‘The Feast’ Film Review: Welsh Tale Serves Up Skimpy, Unsatisfying Horror

The scares are backloaded, so that by the time they happen, the audience has utterly lost interest

The Feast
IFC Midnight

You are cordially invited to “The Feast,” a feature-film debut from director Lee Haven Jones about an upper-crust family whose dinner plans are interrupted by unforgivable acts. And that’s just the part where they try to rope you into a moneymaking scheme.

Relax: It gets grosser from there.

Set against the backdrop of Welsh folklore (not that they’ll explain much of it), “The Feast” is an efficient, stark story about bad people getting what’s coming to them. Or perhaps words like “efficient” and “stark” are just cozy ways of saying “straightforward” and “simplistic.”

A young woman named Cadi (Annes Elwy, BBC’s “Little Women”) approaches a newly remodeled house in the Welsh countryside where she’s expected to help prepare a three-course meal for a small family and their dinner guests. It’s not a big job, and frankly, there isn’t much for Cadi to do other than set the table and skewer some vegetables. Nobody seems to notice when she runs off to spy on the residents, and it’s easy to overlook that she sometimes leaves traces of phantom mud behind her.

The mother, Glenda (Nia Roberts, “Washington”), is from the country and not especially proud of it. Her husband Gwyn (Julian Lewis Jones, “Justice League”) is a member of Parliament but not, apparently, a respectable one. Their eldest son Gweirydd (Sion Alun Davies, “Hidden”) is training for a triathlon but mostly treats his tight spandex as a fetish, and younger son Guto (Steffan Cennydd) likes to play guitar, eat shrooms, and complain about how much his family sucks.

Everyone is so focused on their abysmal little problems that they completely dismiss the strange behavior of Cadi, either because they only want her to do her job or because they view her as a potential sexual conquest. But the supernatural warning signs are blinking on and off, and brightly. There are, as they say in Shelbyville, “doings a-transpiring.” So we wait for those doings to transpire. And we wait, and we wait.

There’s a difference between “a slow burn” and “slow.” The temperature actually has to rise at least once in a while in order for suspense to percolate. Roger Williams’ screenplay is frustratingly content just to drop the set-up and then add little or no information until the film’s third act. Only in the last half hour does “The Feast” finally reveal that it has something resembling a plot, that its point is somewhat more specific than “these bad people are bad,” and that it really does intend to put these heartless jerks through the psychological and physical ringer.

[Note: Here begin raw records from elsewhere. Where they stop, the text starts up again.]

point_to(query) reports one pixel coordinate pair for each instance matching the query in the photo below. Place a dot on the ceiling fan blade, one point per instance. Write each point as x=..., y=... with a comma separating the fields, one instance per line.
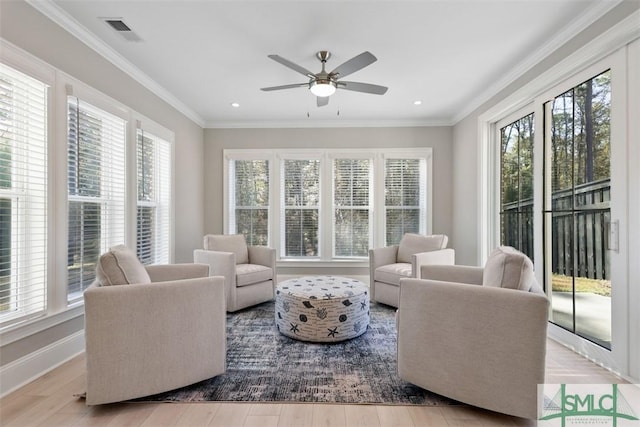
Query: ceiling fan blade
x=291, y=86
x=322, y=100
x=354, y=64
x=363, y=87
x=292, y=65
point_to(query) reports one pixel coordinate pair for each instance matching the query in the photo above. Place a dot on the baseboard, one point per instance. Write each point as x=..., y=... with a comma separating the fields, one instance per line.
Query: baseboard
x=26, y=369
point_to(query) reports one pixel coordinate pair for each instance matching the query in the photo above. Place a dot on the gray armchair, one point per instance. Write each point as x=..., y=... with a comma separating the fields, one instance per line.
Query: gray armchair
x=390, y=264
x=151, y=329
x=249, y=271
x=464, y=334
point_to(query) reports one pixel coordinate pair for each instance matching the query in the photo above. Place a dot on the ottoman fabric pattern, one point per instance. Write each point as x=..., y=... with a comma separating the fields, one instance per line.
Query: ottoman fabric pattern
x=322, y=308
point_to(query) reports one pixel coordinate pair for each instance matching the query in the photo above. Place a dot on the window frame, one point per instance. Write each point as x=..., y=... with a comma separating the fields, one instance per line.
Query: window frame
x=22, y=230
x=164, y=197
x=327, y=156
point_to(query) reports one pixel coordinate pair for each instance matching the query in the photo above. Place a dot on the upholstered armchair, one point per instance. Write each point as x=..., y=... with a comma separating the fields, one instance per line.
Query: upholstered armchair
x=151, y=329
x=477, y=335
x=249, y=271
x=390, y=264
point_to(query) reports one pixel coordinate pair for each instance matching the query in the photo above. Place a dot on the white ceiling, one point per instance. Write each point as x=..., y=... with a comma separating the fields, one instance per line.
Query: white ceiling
x=201, y=56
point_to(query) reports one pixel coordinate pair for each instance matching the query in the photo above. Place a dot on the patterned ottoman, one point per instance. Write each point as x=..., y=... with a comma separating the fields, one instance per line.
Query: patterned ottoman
x=322, y=308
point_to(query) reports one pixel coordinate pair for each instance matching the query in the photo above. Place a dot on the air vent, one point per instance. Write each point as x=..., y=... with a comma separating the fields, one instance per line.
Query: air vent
x=118, y=25
x=121, y=28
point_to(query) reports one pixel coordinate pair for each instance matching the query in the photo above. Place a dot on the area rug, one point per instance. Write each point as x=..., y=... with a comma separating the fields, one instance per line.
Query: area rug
x=265, y=366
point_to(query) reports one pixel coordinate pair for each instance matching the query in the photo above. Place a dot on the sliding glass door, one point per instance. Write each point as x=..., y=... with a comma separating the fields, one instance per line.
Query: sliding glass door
x=578, y=208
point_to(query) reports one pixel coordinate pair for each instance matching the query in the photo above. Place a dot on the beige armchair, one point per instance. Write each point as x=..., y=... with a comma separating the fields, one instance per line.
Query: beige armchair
x=463, y=334
x=151, y=329
x=390, y=264
x=249, y=271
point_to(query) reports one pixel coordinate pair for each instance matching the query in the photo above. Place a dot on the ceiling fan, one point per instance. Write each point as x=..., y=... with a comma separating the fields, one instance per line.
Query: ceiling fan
x=324, y=84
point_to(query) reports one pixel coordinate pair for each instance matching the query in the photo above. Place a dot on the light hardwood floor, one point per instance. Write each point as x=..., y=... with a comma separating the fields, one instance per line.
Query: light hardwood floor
x=50, y=401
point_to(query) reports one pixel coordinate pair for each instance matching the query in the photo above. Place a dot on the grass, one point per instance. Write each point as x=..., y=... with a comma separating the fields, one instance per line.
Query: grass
x=561, y=283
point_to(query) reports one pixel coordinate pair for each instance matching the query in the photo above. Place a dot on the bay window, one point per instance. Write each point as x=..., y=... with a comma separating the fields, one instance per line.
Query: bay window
x=153, y=229
x=96, y=189
x=250, y=195
x=23, y=196
x=327, y=205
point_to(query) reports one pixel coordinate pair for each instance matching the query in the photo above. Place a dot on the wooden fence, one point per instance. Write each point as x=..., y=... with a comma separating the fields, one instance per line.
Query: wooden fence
x=578, y=229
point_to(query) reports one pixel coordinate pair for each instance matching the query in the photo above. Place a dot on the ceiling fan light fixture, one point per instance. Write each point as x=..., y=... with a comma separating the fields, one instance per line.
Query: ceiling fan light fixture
x=322, y=88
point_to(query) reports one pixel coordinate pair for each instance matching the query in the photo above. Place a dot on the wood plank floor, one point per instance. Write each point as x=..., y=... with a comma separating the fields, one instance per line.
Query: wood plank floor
x=49, y=401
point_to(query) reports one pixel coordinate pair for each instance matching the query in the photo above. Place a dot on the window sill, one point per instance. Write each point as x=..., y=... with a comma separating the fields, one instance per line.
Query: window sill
x=30, y=327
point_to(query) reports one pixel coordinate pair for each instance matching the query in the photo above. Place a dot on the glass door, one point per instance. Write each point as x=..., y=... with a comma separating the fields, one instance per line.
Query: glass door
x=578, y=208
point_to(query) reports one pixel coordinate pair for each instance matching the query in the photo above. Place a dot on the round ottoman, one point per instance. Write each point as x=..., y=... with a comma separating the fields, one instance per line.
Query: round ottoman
x=322, y=308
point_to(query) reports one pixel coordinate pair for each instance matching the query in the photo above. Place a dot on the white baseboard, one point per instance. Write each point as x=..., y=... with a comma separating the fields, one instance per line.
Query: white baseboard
x=26, y=369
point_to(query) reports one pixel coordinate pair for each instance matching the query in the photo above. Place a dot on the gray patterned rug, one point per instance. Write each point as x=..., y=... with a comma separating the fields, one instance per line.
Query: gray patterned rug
x=265, y=366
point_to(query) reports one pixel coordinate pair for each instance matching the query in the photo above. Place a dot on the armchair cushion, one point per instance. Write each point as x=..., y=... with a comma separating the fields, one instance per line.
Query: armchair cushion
x=120, y=266
x=249, y=274
x=392, y=273
x=508, y=268
x=415, y=243
x=235, y=243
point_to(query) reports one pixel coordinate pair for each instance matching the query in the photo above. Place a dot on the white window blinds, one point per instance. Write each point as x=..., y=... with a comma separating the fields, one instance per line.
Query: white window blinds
x=23, y=196
x=301, y=207
x=153, y=156
x=250, y=200
x=96, y=189
x=405, y=195
x=351, y=207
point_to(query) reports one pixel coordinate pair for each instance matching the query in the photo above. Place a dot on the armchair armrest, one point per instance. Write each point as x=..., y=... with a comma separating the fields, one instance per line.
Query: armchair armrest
x=262, y=255
x=167, y=272
x=128, y=329
x=480, y=345
x=453, y=273
x=220, y=264
x=438, y=257
x=382, y=256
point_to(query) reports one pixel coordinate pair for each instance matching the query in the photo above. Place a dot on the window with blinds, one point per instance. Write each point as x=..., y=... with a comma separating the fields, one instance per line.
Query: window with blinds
x=405, y=194
x=250, y=200
x=301, y=207
x=153, y=228
x=351, y=207
x=96, y=189
x=23, y=196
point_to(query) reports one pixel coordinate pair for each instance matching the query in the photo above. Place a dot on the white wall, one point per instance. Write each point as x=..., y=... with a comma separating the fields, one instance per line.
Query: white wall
x=466, y=142
x=601, y=39
x=438, y=138
x=29, y=30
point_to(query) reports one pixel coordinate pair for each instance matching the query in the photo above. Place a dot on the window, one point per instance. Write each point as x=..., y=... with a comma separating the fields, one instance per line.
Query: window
x=23, y=196
x=404, y=195
x=326, y=205
x=153, y=230
x=96, y=189
x=351, y=207
x=578, y=209
x=301, y=207
x=250, y=198
x=516, y=184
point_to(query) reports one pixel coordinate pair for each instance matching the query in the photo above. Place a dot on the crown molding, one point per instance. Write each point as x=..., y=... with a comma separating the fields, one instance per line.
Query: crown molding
x=52, y=11
x=326, y=123
x=68, y=23
x=590, y=15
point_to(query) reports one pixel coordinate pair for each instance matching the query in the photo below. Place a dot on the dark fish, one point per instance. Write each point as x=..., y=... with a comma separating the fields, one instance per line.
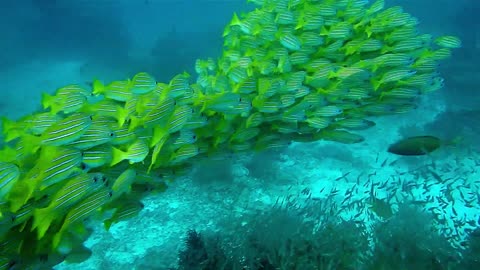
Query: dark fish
x=415, y=146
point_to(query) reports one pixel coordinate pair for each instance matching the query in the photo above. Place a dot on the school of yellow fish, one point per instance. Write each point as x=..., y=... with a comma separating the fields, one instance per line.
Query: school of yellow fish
x=291, y=70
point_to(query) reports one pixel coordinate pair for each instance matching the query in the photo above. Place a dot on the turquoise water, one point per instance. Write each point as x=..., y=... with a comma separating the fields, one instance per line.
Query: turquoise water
x=257, y=203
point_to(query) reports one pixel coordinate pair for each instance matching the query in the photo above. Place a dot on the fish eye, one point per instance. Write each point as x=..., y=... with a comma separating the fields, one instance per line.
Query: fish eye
x=44, y=257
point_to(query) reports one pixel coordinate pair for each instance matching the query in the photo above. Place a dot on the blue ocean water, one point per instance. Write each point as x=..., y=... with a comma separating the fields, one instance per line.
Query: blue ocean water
x=264, y=205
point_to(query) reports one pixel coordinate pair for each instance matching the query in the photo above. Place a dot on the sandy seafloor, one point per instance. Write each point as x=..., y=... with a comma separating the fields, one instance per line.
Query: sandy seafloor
x=164, y=37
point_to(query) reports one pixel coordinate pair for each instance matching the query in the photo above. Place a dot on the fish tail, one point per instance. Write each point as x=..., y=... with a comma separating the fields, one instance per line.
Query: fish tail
x=118, y=156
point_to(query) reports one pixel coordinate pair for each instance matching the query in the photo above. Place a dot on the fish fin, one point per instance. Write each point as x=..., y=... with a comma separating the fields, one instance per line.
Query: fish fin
x=19, y=195
x=12, y=135
x=107, y=224
x=134, y=123
x=47, y=100
x=7, y=124
x=122, y=115
x=42, y=218
x=98, y=87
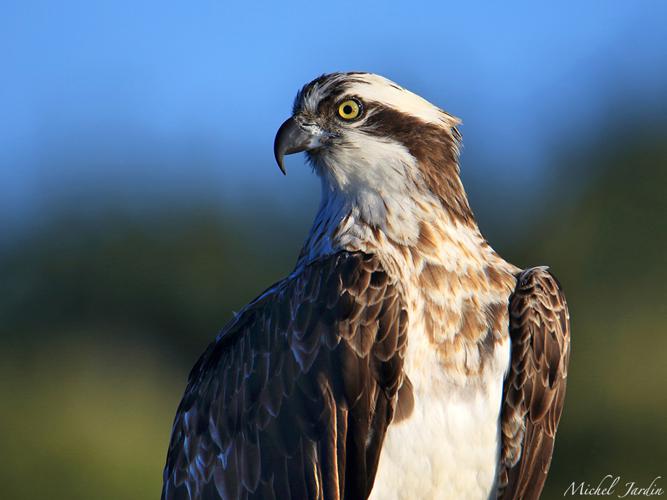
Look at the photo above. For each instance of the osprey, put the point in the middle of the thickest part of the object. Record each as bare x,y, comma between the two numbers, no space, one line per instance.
403,358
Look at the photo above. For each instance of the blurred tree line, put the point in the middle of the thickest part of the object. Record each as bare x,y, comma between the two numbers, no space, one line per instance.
102,316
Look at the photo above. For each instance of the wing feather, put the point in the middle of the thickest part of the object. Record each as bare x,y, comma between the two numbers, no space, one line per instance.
534,389
294,397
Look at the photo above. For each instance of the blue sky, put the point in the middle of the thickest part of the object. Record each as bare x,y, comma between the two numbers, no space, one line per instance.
151,100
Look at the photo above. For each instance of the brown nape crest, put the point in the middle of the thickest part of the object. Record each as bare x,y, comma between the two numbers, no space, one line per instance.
434,147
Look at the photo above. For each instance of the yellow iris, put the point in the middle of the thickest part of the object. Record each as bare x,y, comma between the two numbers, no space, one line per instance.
349,109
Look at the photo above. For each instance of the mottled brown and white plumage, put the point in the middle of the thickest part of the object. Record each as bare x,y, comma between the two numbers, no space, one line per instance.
403,357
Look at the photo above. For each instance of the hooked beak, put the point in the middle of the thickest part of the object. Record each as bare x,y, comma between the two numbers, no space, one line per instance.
293,138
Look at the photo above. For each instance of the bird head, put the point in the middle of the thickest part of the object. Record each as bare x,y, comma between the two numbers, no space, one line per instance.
378,145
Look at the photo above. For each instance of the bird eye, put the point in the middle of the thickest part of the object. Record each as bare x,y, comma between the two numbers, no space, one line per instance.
349,109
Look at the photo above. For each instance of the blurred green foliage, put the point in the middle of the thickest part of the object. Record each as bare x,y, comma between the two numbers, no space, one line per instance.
102,316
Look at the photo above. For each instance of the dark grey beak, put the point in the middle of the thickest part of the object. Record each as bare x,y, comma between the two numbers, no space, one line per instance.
291,138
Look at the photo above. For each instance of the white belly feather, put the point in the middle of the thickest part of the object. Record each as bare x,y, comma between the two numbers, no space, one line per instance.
448,447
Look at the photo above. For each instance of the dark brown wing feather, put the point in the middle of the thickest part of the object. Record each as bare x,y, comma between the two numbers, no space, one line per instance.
534,389
293,398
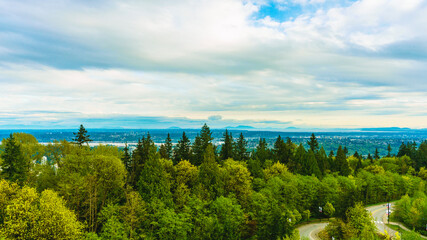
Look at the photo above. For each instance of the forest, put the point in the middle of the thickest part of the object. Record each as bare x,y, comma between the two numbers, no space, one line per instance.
196,190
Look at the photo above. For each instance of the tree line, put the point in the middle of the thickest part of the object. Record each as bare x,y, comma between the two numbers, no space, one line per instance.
190,190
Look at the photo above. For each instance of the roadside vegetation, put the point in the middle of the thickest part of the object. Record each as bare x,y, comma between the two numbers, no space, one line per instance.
196,190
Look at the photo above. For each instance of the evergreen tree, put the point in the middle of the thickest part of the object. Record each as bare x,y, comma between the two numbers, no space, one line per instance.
358,165
227,147
201,142
402,150
162,151
168,146
322,160
356,155
81,136
389,150
140,157
341,162
262,152
295,165
314,145
182,150
136,164
126,158
280,151
331,161
370,158
309,165
165,149
240,150
209,174
377,154
14,166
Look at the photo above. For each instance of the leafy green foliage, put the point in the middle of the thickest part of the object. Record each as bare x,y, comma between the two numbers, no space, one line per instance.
113,194
14,166
81,136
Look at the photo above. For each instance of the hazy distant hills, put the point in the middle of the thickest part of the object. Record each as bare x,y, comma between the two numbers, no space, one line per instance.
364,140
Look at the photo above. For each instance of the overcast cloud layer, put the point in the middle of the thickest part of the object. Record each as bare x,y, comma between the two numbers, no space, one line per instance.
302,63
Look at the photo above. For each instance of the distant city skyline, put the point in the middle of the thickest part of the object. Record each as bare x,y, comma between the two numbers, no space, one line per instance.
309,64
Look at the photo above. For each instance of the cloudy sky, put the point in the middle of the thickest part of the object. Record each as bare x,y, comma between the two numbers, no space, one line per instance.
163,63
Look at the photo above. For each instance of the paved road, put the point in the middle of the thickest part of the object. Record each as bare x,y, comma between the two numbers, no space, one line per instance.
378,212
311,230
380,218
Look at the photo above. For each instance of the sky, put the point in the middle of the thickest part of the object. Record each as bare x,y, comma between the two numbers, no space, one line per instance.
161,63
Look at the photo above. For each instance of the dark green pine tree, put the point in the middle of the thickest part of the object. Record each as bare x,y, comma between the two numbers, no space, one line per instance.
309,165
14,166
331,161
126,159
402,150
341,162
314,145
201,142
140,157
136,164
295,165
421,156
370,158
377,154
240,149
358,165
280,151
147,146
227,147
182,150
389,150
169,146
262,152
290,147
322,160
81,136
165,150
209,174
356,155
162,151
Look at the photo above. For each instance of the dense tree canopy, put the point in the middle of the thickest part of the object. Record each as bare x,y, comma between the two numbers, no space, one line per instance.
191,191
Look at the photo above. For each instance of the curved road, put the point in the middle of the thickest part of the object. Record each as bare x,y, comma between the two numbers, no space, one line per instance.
378,212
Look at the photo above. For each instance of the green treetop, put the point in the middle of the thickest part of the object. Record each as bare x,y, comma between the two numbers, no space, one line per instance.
241,152
227,146
341,162
14,167
182,150
201,142
81,136
314,145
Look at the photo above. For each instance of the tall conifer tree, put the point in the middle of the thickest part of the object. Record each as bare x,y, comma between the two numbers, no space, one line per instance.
341,162
182,150
240,151
14,166
81,136
314,145
227,147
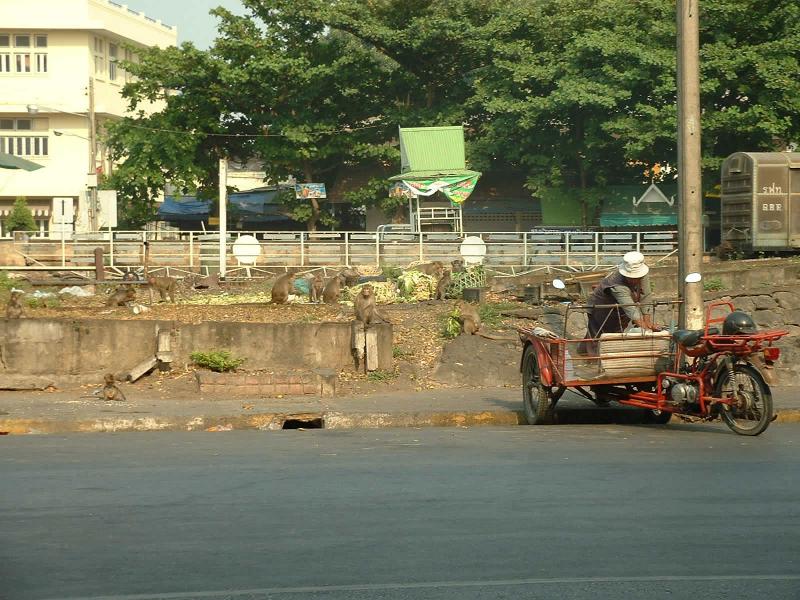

There are images in “The Feast” that are truly gruesome, but the film is so backloaded that they feel less like a pay-off and more like a missed opportunity. The first two courses of this three-course meal were on the bland side. The third course is exciting, but by that point our appetite has waned, our interest in the company has dissipated, and we’re pretty much ready to go home.

None of this is the fault of the cast, who, to a one, know what their job really is. Elwy keeps the mystery of Cadi alive, tipping between innocent bewilderment and menacing machination in ways that make more sense as the film goes along. Davies is a right proper creep, a horror show even before the horror sets in. Even their boxy limbo of a house is giving a fine performance, always cold and wrong amidst the verdant fields of Wales.

There’s something to be said for the efficiency of “The Feast,” and the clever way it relies on wicked mythological terror without ever engineering an excuse to actually tell the audience about it. Jones and Williams simply assume we already know these stories, just like the characters would. Even if we have no idea what they’re talking about, we can infer from their reactions the nasty bullet points, so we get the basic gist of just how these a-holes have angered the horror-movie gods and what’s to become of them.

But if you’re going to be vague, why only be vague at the end? Sprinkling the ominous breadcrumbs throughout “The Feast” might have kept the film’s second act from dragging, or at the very least made it feel like we were being dragged toward something important. It’s an unfortunate miscalculation in an otherwise, stylish, mean, gross horror thriller. And it really brings down the whole party, watering down the scares. Some events are “Bring Your Own Beer,” but “The Feast” is “Bring Your Own Fear.”

“The Feast” opens Friday in U.S. theaters and on-demand.